Axes labels are descriptive text for the x-axis and y-axis. The x-axis label typically describes the categories, while the y-axis label describes the values being measured. Proper labeling helps in understanding the chart.

Examples

Example 1: Basic Bar Chart

import streamlit as st
import matplotlib.pyplot as plt

data = {'Category A': 10, 'Category B': 20, 'Category C': 30}
categories = list(data.keys())
values = list(data.values())

fig, ax = plt.subplots()
ax.bar(categories, values)
ax.set_xlabel('Categories')
ax.set_ylabel('Values')
ax.set_title('Basic Bar Chart')

st.pyplot(fig)
    

Example 2: Bar Chart with Multiple Data Series

import streamlit as st
import matplotlib.pyplot as plt

data1 = {'Category A': 10, 'Category B': 20, 'Category C': 30}
data2 = {'Category A': 15, 'Category B': 25, 'Category C': 35}
categories = list(data1.keys())
values1 = list(data1.values())
values2 = list(data2.values())

fig, ax = plt.subplots()
ax.bar(categories, values1, label='Series 1')
ax.bar(categories, values2, bottom=values1, label='Series 2')
ax.set_xlabel('Categories')
ax.set_ylabel('Values')
ax.set_title('Bar Chart with Multiple Data Series')
ax.legend()

st.pyplot(fig)
    

Analogies

Think of a bar chart as a set of building blocks where each block represents a category and its height represents the value.

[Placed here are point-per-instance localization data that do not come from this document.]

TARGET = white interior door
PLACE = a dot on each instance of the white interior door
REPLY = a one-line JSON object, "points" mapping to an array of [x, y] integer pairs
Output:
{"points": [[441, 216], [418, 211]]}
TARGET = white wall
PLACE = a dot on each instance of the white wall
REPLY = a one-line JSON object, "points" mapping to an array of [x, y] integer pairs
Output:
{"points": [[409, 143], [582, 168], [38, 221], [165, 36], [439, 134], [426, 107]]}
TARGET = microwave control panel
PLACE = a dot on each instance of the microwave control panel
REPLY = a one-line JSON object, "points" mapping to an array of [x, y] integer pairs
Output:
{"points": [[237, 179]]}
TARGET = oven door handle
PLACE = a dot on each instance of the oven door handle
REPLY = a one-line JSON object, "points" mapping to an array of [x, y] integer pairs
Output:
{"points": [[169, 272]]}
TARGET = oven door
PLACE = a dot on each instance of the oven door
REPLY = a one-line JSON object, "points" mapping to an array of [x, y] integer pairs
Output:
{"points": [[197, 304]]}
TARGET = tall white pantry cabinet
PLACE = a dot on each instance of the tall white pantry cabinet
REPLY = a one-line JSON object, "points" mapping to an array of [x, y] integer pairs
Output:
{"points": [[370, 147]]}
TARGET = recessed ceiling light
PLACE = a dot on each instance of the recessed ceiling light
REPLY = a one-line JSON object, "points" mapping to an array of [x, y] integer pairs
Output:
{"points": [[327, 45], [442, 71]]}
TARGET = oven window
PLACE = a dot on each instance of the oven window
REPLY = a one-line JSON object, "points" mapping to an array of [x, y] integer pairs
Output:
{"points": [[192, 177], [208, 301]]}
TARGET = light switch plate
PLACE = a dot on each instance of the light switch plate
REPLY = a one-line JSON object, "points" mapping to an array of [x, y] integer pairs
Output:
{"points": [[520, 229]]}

The x-axis is like a street with different buildings (categories), and the y-axis is like the height of each building (value). The labels on the axes are like signs that tell you what each street and building represents.

By mastering bar charts in Streamlit, you can create powerful visualizations that help in comparing and understanding data across different categories.